Claro que também temos alguma culpa nisto por aceitarmos, e nos conformarmos, com várias situações.  Nós não nos opusemos à falta de visão a longo prazo que já vem de há muito tempo. E dou por mim a pensar no que será do país daqui a 10 ou 20 anos, quando quem estiver à frente de Portugal serão uma data de estagiários que, pela primeira vez, vão ter empregos de jeito mas na altura errada, pessoas que, sem experiência, vão ter que gerir um país destruído por uma cambada de parvos que se desresponsabilizaram, apelidando o futuro com o defeito que melhor os caracteriza. 


segunda-feira, 14 de fevereiro de 2011

Ortografia

Há línguas mortas, há línguas incompreensíveis, há más língua, há língua estufada, há línguas de perguntador, há línguas de veado e esta variedade mostra como são versáteis. Tal como qualquer sociedade que evolui, o idioma está também em constante mutação. Há muitas palavras novas que aparecem e muitas vezes nem damos conta. Não deverá a ortografia acompanhar esta tendência dinâmica do nosso linguajar?
Se este post acabasse no parágrafo anterior, era ver catrefadas de comentários a dizer “o novo acordo é feio e cheira mal” e coisas piores ainda, visto que a língua também é traiçoeira.
Então, para os ferrenhos do não, piores que adeptos ferrenhos de coisas que não me lembro, qual é a palavra portuguesa para ketchup? Quetechupe (com o novo acordo ortográfico, o K, Y e W vão fazer parte do nosso abecedário)?;
Quantos de vocês dizem “adopetar” e que grande diferença fará escrever adotar a nível de compreensão (com o novo acordo ortográfico, as letras que não se pronunciam vão ser suprimidas)? Não se preocupem que continuam a poder dizer contacto, adaptado, bactéria, entre outras coisas.
Claro que, como em todas as mudanças, também há pontos maus. Mas, se a feieza e o mau cheiro provêm apenas do reacionarismo, recorram a uns banhos thermaes ou a uma pharmácia para ver se elles vos apontam a cura.

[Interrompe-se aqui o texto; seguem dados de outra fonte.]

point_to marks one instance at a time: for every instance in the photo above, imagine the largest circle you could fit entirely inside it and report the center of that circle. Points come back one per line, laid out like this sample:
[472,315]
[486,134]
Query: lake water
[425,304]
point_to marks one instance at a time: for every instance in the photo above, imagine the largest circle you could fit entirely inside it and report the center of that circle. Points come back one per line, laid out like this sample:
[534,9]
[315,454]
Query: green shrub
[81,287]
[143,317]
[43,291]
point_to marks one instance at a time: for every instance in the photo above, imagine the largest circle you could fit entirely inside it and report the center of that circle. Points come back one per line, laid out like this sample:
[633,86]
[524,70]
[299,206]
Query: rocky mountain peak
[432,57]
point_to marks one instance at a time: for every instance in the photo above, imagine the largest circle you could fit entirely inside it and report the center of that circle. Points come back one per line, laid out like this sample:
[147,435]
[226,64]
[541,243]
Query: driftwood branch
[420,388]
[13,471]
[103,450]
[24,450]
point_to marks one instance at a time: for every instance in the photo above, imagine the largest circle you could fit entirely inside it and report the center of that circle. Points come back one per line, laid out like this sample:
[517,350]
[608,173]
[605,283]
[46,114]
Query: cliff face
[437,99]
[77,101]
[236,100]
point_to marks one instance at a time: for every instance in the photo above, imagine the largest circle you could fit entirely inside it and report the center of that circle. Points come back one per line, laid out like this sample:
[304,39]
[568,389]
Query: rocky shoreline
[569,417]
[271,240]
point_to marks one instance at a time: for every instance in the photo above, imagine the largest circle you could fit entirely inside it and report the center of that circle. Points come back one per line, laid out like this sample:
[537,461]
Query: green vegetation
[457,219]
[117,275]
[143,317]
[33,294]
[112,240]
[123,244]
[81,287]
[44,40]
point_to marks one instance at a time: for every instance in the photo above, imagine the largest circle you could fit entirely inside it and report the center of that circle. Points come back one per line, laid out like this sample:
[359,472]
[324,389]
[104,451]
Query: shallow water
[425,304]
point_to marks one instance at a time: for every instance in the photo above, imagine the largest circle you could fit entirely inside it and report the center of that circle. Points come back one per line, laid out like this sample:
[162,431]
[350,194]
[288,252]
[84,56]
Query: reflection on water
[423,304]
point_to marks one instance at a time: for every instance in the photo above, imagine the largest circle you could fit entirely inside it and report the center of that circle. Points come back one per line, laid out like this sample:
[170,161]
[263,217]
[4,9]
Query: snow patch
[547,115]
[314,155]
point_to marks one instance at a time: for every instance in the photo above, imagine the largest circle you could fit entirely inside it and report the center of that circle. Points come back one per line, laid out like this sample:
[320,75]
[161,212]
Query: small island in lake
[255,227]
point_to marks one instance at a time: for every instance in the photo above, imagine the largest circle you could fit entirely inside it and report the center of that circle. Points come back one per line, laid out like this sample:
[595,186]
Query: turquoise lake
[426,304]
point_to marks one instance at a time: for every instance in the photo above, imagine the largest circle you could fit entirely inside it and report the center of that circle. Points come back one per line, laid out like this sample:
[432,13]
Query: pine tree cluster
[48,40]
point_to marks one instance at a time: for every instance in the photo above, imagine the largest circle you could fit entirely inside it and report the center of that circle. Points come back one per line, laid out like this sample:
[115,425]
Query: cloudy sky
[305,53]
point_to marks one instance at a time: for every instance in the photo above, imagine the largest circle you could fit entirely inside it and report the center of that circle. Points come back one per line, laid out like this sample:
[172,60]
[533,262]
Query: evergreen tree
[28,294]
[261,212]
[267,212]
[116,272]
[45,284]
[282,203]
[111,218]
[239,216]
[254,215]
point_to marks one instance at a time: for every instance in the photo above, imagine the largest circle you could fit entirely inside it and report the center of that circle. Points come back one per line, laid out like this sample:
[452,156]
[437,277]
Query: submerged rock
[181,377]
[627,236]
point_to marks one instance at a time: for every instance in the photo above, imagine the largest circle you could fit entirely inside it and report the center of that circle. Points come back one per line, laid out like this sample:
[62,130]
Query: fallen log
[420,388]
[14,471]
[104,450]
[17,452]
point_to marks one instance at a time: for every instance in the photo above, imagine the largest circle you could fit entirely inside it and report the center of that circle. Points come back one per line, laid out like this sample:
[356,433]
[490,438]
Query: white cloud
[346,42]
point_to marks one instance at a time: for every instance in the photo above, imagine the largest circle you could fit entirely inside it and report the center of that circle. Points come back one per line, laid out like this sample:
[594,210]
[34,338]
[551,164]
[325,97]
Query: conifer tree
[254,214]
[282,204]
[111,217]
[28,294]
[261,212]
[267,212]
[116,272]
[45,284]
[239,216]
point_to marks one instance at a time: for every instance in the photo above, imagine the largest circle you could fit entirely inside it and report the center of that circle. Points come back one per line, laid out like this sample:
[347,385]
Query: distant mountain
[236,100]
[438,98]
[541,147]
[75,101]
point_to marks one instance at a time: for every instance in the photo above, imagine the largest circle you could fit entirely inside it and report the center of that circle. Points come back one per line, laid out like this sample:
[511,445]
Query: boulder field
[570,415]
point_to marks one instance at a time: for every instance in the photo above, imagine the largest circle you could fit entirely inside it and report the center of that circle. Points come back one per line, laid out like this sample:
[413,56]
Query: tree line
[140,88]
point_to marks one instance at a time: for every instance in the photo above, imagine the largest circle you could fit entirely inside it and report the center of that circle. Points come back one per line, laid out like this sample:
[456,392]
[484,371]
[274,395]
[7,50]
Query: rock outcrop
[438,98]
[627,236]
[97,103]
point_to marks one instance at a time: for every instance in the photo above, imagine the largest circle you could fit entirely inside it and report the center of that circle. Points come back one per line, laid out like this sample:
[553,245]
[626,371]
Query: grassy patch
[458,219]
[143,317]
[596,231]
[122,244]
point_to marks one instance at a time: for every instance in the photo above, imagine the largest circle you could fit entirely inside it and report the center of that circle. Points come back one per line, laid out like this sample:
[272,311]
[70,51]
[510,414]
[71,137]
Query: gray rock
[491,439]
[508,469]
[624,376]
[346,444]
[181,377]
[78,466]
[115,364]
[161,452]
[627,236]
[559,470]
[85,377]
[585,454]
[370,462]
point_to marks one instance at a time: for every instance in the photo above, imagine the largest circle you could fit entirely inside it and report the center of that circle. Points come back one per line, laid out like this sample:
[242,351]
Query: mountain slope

segunda-feira, 7 de fevereiro de 2011

Ativo

Todos sabemos que a crise anda por aí, aliás, estamos tão familiarizados com ela que nos habituámos, já há vários anos, a culpá-la de tudo. A ela, ao presidente, ao primeiro ministro, ao patrão, aos ordenados que não sobem, ao tempo que no ano passado isto não era nada assim, àquele último shot de whisky que estragou tudo, e por aí fora.
Mas, se somos portugueses, a culpa da crise no país não será de todos nós? A resposta parece óbvia, mas a verdade é que nunca ninguém admitiu qualquer tipo de responsabilidade. E, para que fique claro, não me estou a referir a pessoas com cargos elevados cuja responsabilização é óbvia (mas seria demasiado fácil ir por aí), nem àquela mancha generalizada que todos culpam quando dizem “os portugueses”, numa auto-exclusão e negligência. Estou a falar de cada um de nós.
Hoje, venho aqui admitir que a culpa da crise é minha. Se é só minha, calculo que não, mas eu contribui com a minha inércia e não quero contribuir mais. Foi com esse objectivo que nasceu o Blog Ativo: um sítio onde as boas ideias são bem vindas, partilhadas e executadas de forma a acabar com as culpas e desculpas.